Perciò questo è il momento migliore per dedicarsi alla preparazione di passati e sughi da consumare nel corso dell'anno. Possono essere fatti con pomodori appena scottati (passata e pelati), con pomodori crudi o cotti, in genere con l'aggiunta di un pizzico di sale e zucchero per contrastare gli acidi e con aromi come il basilico.

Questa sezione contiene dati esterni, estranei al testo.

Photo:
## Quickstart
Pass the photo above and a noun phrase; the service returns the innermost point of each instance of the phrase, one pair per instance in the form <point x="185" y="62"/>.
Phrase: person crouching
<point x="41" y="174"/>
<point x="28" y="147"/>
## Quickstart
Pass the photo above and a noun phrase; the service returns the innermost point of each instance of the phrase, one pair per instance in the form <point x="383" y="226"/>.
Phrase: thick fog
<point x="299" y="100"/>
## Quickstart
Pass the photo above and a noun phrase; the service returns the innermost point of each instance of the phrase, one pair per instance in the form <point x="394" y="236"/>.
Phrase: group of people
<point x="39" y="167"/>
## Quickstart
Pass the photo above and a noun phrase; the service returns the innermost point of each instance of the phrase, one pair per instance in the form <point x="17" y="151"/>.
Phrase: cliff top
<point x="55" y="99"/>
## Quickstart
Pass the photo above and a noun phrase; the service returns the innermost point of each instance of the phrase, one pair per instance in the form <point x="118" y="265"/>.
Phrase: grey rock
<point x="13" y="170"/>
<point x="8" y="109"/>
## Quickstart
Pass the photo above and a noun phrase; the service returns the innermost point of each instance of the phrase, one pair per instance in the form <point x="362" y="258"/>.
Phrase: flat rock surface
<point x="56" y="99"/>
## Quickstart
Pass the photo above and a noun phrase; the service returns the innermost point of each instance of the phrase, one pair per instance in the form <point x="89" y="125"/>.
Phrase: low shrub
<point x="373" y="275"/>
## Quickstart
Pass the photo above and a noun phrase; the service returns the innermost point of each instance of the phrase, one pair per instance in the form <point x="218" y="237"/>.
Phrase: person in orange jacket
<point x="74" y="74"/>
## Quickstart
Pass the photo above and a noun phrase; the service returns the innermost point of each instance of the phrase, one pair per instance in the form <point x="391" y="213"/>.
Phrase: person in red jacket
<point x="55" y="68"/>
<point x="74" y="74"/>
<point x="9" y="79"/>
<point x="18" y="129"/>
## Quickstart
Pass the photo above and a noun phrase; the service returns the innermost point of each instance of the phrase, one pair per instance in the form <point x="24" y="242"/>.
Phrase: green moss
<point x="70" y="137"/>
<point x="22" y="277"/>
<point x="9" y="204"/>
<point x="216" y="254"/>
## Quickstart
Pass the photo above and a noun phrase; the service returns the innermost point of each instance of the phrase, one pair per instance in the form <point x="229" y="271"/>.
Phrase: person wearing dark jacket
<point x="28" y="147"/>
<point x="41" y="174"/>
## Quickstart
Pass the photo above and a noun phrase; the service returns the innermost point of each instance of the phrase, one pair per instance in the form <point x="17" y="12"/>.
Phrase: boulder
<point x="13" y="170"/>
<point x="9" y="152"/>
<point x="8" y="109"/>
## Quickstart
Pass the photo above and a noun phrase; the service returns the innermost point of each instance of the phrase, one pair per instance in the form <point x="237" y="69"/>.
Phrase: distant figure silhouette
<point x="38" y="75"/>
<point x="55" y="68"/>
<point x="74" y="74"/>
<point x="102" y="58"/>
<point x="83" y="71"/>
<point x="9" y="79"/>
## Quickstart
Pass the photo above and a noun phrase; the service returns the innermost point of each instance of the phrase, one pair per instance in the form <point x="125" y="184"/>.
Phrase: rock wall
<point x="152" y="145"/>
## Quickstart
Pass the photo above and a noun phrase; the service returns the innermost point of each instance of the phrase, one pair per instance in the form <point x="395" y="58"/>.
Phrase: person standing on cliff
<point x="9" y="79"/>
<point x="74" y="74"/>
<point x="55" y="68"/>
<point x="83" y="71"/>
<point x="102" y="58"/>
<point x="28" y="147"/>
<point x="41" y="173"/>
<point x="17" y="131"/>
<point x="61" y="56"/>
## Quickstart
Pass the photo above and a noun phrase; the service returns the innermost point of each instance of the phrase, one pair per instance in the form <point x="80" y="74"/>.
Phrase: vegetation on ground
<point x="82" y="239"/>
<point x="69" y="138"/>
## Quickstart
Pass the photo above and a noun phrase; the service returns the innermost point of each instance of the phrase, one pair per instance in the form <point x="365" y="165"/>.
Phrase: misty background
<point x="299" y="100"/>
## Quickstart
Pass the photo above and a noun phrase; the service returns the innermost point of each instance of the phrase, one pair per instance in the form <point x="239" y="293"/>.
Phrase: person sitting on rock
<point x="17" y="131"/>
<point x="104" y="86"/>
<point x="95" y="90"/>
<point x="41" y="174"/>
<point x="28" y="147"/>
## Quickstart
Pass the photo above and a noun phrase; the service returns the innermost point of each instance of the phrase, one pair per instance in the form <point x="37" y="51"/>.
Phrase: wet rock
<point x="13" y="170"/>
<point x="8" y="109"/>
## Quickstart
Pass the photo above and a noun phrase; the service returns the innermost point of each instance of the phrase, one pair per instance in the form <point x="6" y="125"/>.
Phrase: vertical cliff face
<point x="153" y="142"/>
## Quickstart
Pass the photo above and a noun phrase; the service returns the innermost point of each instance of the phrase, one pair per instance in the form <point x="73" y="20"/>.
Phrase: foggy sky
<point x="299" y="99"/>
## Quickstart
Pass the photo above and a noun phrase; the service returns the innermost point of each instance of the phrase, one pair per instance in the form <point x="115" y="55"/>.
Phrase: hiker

Con il pomodori si fa un pieno di nutrienti! E' antiossidante, aperitivo, digestivo e moderatamente lassativo. Contiene una buona quantità di vitamine e sali minerali. In particolare 100 grammi di pomodoro contengono:
Calorie 22 Carboidrati 3,5 gr Vitamina C 25 gr
Proteine 1,0 gr Potassio 250 mg Vitamina PP 0,5 gr
Grassi 0,2 gr Vitamina A 0,7 mg Vitamina B1 0,06 mg
L'ultima novità in fatto di pomodori è la versione "dark". Al momento reperibile solo in Inghilterra, si tratta di un pomodoro di colore nero cangiante dai dichiarati effetti afrodisiaci. Sarebbe il risultato di un incrocio (non si tratta quindi di manipolazione genetica) ottenuto dalla società Spagnola Syngenta Seed. Tra le particolarità, oltre al colore che varia dal rosso scuro al nero, anche un contenuto molto elevato di Vitamina C. E' stato presentato in due varietà, una a bacche piccole e l'altra con frutti più grandi.